Loan servicers have a history of collecting these payments even after the insurance should no longer be required. Here's how to make sure you don't overpay.
It’s illegal to keep charging homeowners for private mortgage insurance after the date when a policy should be automatically canceled. But the mortgage insurance industry apparently needs to be reminded, and this should serve as a red flag for consumers.
“Consumers should not be billed for unnecessary private mortgage insurance,” Consumer Financial Protection Bureau Director Richard Cordray said, in an August announcement. The bulletin implies, but doesn’t say outright, that some PMI companies or mortgage service firms are continuing to collect borrowers’ premiums even after their policies should be canceled.
Not a new problem
The bureau — which identifies “substantial industry confusion” over canceling PMI — does not say how widespread the problem is or how much money they are not entitled to that companies have taken from homeowners. Unfortunately, this problem is not a new one. Money Talks News founder Stacy Johnson has long warned homebuyers to keep an eye on their PMI to make sure it is canceled in a timely manner.
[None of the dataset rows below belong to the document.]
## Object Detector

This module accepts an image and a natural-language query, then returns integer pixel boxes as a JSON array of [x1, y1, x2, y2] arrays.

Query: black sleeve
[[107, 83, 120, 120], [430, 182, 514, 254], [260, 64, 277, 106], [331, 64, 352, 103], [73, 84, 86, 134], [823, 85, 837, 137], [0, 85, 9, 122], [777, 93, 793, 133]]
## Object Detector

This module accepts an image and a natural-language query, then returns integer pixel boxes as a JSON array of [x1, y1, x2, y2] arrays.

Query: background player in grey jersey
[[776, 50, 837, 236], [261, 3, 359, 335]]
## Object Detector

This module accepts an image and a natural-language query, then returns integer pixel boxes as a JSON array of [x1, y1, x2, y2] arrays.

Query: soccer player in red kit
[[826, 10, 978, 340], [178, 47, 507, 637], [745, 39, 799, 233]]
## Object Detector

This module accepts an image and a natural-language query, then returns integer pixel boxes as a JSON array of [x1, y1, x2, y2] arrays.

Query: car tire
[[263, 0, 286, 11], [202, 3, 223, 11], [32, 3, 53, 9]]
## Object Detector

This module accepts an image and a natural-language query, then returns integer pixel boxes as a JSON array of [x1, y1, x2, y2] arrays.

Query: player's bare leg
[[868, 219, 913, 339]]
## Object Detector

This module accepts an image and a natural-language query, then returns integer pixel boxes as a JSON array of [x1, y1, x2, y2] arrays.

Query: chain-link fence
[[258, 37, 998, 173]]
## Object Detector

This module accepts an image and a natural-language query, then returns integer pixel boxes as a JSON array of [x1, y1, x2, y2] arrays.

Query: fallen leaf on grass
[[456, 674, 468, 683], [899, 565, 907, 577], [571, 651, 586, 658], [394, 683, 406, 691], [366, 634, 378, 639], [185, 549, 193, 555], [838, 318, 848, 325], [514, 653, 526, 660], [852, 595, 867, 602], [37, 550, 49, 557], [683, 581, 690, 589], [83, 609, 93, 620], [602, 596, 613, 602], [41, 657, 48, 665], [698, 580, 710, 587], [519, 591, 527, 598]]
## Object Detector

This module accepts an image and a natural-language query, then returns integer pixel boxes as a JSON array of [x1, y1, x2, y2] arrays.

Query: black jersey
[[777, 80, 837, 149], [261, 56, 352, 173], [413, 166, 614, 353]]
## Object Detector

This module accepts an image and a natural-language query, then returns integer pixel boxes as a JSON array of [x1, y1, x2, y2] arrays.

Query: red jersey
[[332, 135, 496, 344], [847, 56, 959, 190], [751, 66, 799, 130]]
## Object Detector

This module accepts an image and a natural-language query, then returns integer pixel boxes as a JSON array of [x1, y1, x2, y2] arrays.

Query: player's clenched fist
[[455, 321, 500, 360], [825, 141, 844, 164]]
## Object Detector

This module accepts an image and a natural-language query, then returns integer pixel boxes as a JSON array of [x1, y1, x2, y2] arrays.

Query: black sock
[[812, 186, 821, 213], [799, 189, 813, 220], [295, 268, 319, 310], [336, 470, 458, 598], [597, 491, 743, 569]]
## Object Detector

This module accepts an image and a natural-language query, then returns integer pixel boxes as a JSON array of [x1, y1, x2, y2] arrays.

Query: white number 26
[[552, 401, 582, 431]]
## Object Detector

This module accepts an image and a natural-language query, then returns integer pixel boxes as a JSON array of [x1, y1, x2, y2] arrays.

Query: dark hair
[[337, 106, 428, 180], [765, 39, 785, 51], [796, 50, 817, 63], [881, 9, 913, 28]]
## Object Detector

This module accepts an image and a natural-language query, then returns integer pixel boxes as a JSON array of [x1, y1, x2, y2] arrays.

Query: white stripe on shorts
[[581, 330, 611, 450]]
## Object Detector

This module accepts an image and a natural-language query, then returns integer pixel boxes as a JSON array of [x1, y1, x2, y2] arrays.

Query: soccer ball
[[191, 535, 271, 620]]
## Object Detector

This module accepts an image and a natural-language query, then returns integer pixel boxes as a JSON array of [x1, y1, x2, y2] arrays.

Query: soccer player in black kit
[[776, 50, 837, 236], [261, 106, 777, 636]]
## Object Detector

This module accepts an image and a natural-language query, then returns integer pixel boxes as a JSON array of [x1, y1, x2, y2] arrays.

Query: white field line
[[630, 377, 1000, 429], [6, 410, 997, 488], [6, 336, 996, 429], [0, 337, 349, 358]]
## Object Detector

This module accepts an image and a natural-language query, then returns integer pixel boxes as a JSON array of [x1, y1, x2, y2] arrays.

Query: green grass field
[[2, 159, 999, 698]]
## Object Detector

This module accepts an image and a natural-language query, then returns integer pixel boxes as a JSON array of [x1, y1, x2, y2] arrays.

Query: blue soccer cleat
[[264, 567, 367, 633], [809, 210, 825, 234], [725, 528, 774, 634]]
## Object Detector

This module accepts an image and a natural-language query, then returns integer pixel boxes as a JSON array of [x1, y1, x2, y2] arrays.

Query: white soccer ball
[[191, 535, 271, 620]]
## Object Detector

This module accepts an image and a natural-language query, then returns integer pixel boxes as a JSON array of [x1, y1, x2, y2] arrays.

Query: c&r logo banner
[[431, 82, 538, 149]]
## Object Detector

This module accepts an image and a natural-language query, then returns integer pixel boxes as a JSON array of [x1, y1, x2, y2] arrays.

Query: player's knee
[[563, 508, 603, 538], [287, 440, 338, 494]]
PMI overcharging has been such a long-standing problem that in 1998 Congress passed the Homeowners Protection Act (explained here by the Federal Reserve) forbidding the practice. That didn’t stop it, though. Since 2013 the CFPB has issued three bulletins, reminding mortgage insurers and servicers to stop collecting premiums after borrowers’ obligations are paid.
Those bulletins apparently didn’t do the trick either. The Washington Post wrote last year about one loan servicer that used an invented requirement to prevent a homeowner from canceling a policy. The CFPB this year uncovered new violations, leading it in August to issue Cordray’s remarks and a bulletin with “guidance,” attributing the problem to industry confusion while politely but firmly reminding servicers to “comply with the law.”
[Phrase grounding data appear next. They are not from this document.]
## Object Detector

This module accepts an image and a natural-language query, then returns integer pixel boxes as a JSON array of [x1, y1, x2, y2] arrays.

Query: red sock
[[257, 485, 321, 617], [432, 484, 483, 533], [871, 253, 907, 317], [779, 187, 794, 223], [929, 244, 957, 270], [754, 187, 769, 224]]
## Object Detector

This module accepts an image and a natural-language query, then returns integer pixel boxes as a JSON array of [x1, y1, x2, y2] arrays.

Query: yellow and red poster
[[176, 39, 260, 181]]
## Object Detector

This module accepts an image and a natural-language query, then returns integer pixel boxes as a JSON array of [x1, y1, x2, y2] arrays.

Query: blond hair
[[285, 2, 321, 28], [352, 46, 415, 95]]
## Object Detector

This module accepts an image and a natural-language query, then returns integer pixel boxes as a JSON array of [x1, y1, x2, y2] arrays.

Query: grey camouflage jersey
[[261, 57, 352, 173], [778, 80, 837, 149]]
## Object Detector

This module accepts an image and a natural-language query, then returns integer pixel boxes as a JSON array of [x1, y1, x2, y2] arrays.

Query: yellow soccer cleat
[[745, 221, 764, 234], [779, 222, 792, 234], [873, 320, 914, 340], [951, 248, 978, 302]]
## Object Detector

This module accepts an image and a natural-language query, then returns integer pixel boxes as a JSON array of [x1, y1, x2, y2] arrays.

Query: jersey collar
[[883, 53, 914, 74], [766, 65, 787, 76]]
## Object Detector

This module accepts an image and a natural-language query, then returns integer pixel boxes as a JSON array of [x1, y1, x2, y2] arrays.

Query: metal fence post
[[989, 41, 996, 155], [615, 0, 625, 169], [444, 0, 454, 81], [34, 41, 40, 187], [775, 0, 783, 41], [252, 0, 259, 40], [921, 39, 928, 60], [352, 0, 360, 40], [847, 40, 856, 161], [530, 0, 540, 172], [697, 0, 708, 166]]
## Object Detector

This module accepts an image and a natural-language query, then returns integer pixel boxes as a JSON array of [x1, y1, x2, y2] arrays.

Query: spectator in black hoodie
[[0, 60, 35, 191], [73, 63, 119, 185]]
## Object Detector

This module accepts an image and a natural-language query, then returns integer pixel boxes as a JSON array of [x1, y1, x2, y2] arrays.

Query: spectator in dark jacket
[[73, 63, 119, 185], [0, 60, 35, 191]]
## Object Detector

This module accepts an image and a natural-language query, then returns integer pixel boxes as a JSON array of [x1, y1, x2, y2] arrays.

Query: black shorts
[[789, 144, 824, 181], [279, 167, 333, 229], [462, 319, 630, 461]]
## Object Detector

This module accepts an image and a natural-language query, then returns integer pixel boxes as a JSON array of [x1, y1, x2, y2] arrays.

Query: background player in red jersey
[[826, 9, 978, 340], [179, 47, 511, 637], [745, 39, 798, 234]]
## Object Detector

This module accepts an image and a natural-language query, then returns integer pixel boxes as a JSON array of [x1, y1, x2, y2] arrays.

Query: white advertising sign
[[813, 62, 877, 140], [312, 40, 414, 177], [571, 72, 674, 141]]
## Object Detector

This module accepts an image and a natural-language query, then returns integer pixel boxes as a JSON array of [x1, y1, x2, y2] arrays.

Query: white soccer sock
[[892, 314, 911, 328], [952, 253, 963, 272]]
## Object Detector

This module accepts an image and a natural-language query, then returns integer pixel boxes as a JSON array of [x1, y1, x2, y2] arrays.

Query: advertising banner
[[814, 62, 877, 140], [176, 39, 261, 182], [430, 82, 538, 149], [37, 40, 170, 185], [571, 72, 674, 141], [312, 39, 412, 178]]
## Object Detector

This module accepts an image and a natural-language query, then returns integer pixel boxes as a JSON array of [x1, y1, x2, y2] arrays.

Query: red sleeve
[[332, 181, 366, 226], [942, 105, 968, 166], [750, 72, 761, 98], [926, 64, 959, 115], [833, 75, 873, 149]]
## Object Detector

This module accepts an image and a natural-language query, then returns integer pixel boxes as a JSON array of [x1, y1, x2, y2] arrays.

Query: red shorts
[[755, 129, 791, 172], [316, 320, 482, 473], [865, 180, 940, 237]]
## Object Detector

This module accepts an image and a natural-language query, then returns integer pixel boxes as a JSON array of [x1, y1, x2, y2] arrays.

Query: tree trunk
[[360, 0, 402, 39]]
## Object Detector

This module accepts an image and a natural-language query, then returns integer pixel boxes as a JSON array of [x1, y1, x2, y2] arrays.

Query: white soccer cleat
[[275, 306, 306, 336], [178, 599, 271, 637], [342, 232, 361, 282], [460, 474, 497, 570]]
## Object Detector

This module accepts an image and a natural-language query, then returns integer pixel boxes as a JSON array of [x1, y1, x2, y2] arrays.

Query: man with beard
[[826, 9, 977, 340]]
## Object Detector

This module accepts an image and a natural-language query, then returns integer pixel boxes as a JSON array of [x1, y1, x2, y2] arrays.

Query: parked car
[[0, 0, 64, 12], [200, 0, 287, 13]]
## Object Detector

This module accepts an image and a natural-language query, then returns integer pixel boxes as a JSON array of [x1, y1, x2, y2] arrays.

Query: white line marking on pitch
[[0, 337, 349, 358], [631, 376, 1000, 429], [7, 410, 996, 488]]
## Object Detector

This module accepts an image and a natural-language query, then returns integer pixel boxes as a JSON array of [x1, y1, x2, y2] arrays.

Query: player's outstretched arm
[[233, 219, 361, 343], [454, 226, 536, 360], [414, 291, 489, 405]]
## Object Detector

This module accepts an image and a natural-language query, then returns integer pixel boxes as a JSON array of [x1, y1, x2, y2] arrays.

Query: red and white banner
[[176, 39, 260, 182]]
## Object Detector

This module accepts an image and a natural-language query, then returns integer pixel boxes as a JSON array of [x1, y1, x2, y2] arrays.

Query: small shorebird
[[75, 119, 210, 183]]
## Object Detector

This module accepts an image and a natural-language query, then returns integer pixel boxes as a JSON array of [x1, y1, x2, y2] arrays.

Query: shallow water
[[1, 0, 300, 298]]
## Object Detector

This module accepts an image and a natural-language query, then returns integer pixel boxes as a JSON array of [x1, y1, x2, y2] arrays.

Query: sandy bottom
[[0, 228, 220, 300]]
Paying for unnecessary PMI is a serious burden for homeowners. “If a servicer does not cancel a borrower’s private mortgage insurance promptly, it can lead to the borrower paying significant amounts of money on unnecessary premiums,” the CFPB says. No kidding. On a $300,000 mortgage homeowners could pay from $900 to $4,500 (0.3 percent to 1.5 percent of the loan value) a year.
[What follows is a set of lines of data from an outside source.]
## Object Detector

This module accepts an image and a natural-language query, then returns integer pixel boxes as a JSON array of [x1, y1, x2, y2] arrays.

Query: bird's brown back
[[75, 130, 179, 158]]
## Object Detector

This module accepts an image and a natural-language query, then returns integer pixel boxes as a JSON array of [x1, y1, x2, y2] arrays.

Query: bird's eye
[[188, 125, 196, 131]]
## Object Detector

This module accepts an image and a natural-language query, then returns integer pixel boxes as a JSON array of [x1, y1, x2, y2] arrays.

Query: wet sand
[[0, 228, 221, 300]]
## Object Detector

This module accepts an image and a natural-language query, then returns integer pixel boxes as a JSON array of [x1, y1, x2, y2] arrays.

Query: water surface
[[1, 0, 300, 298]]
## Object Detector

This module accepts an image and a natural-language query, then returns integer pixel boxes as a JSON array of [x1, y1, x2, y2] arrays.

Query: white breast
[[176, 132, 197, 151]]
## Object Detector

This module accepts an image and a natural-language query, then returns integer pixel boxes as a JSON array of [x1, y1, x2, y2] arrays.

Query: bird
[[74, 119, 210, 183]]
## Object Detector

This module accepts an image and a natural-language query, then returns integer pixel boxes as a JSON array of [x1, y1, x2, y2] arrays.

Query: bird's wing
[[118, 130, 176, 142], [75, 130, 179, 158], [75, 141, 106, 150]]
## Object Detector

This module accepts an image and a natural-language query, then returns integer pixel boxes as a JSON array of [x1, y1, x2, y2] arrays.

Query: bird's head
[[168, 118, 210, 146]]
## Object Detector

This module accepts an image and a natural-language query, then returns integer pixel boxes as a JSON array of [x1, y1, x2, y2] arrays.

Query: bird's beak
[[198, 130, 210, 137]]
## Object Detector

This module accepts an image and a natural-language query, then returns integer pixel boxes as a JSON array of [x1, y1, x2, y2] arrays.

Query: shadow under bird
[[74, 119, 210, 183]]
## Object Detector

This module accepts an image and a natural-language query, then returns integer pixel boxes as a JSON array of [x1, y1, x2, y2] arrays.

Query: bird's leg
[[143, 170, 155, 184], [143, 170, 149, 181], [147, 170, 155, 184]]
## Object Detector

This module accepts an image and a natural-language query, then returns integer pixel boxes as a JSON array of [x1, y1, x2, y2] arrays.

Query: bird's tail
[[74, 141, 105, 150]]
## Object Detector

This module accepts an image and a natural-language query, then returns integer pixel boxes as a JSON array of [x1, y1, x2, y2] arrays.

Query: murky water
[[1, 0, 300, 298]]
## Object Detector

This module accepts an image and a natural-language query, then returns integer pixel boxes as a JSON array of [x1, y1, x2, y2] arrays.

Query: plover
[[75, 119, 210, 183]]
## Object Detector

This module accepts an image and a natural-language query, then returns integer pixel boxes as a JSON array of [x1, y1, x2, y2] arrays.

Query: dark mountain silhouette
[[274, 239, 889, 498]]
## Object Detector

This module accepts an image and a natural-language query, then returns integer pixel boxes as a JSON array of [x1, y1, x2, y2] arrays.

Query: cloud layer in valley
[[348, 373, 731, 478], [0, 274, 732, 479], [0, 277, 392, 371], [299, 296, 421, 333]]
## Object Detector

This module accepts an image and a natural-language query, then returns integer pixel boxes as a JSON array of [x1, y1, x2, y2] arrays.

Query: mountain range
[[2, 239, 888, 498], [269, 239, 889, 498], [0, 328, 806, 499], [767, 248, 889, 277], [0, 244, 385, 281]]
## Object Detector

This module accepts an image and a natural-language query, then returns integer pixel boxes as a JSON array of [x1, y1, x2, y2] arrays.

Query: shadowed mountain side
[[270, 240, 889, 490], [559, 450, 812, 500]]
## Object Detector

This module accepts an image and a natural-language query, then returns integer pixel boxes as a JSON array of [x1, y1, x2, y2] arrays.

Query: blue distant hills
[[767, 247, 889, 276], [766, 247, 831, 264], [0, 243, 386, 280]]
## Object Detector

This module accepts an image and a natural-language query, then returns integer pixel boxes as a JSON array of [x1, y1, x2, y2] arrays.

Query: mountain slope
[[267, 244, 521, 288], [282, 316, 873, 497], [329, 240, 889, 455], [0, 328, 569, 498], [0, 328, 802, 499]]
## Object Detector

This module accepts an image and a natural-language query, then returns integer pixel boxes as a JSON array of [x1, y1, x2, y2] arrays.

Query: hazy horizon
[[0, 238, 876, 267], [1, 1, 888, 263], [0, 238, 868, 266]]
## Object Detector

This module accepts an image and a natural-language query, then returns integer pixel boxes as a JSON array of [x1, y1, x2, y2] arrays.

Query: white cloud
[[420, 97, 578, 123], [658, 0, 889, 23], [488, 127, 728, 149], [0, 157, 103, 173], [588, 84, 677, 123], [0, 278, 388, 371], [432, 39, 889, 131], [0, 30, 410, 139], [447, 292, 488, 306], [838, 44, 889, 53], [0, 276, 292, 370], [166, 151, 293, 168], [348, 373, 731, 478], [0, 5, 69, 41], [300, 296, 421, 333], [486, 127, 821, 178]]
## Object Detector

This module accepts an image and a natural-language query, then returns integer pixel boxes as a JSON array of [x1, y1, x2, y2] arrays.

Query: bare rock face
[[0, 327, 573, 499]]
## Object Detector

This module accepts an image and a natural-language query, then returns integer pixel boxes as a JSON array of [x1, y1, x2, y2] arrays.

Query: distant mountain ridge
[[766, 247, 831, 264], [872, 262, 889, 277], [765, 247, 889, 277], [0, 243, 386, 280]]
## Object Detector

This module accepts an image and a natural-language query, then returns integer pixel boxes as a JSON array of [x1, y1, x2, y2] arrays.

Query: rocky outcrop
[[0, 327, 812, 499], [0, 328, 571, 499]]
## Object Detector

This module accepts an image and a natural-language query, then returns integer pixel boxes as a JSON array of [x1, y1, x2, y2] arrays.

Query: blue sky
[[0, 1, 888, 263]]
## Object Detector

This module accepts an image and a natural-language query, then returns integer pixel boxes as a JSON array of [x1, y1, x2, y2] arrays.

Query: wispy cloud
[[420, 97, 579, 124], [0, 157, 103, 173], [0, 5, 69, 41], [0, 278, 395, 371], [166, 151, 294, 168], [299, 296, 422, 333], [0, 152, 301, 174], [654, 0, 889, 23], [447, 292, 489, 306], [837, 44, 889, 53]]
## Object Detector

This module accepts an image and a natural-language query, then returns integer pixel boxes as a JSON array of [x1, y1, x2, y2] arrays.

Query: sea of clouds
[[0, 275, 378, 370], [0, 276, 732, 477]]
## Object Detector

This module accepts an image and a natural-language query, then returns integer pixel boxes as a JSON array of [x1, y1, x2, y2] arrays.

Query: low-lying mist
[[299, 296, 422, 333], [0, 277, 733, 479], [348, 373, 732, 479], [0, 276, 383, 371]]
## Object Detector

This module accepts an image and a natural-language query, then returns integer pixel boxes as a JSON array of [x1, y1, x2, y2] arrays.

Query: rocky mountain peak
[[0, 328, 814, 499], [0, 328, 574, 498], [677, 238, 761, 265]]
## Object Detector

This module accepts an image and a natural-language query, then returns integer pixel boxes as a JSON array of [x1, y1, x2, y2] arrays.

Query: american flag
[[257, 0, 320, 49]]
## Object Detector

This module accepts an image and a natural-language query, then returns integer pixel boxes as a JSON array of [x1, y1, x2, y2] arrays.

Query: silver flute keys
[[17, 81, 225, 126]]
PMI sounds like a consumer benefit, but it protects lenders, not borrowers. When buying a home you typically must contribute some cash to the deal in the form of a down payment, besides taking out a loan. Borrowers who make smaller down payments historically default on mortgages at higher rates, as the Center for Economic Policy Research explains. That’s why, with a down payment of less than 80 percent of the home’s price, you are required to buy PMI to protect your lender against that risk.
Stacy explains, in Ask Stacy: When Can I Stop Paying Mortgage Insurance:
PMI is typically required unless you have at least 20 percent equity in your home, also known as an 80 percent loan-to-value (LTV) ratio. For example, if your home is worth $100,000 and you owe $80,000, you have an 80 percent LTV and 20 percent equity.
FHA mortgages have different mortgage-insurance requirements, as Stacy also explains in the article.
You don’t need PMI forever
The monthly PMI premiums are added to your mortgage payment. Your insurance company is supposed to cancel them automatically at the point when your principal balance is scheduled to fall to below 78 percent of the home’s “original” (when you bought it) value.
You’ll find your cancellation date in a PMI disclosure form you received when signing the mortgage. If you can’t find it, ask your lender for the date.
If your PMI isn’t canceled automatically you can request to have it canceled. Also, you can request cancellation if you made extra payments to the mortgage balance that bring it to 80 percent early.
Here’s what’s required to request cancellation:
- Be up-to-date on your home payments.
- Make the request to cancel PMI in writing. (Keep a copy for yourself.)
- If the insurance company requires it, you may have to provide evidence that there are no second liens on the home, such as a second mortgage, home equity loan or home equity line of credit.
- If the insurance company requires it, you may have to pay for an appraisal to show that the home’s value isn’t less than when you bought it.
- On the flip side, if you think your home has appreciated significantly (through upgrades or rising values in your area), it might be worth getting an appraisal to show that your equity has increased as a consequence. One Redfin contributor, “BeachVBall,” tells how he canceled his PMI by showing the lender that his loan-to-value ratio had shrunk, given his home’s appreciated market value. This let him escape the cost of PMI sooner than if he had just let the process run its course.
If you are having trouble with your mortgage insurance company or mortgage servicer, make a complaint to the CFPB. The bureau should follow up, contact the servicer promptly and try to settle the problem. File a complaint online or phone 855-411-2372.
“We will continue to supervise mortgage servicers to ensure they are treating borrowers fairly, and today’s guidance should help servicers come into compliance with the Homeowners Protection Act,” Cordray said in the announcement.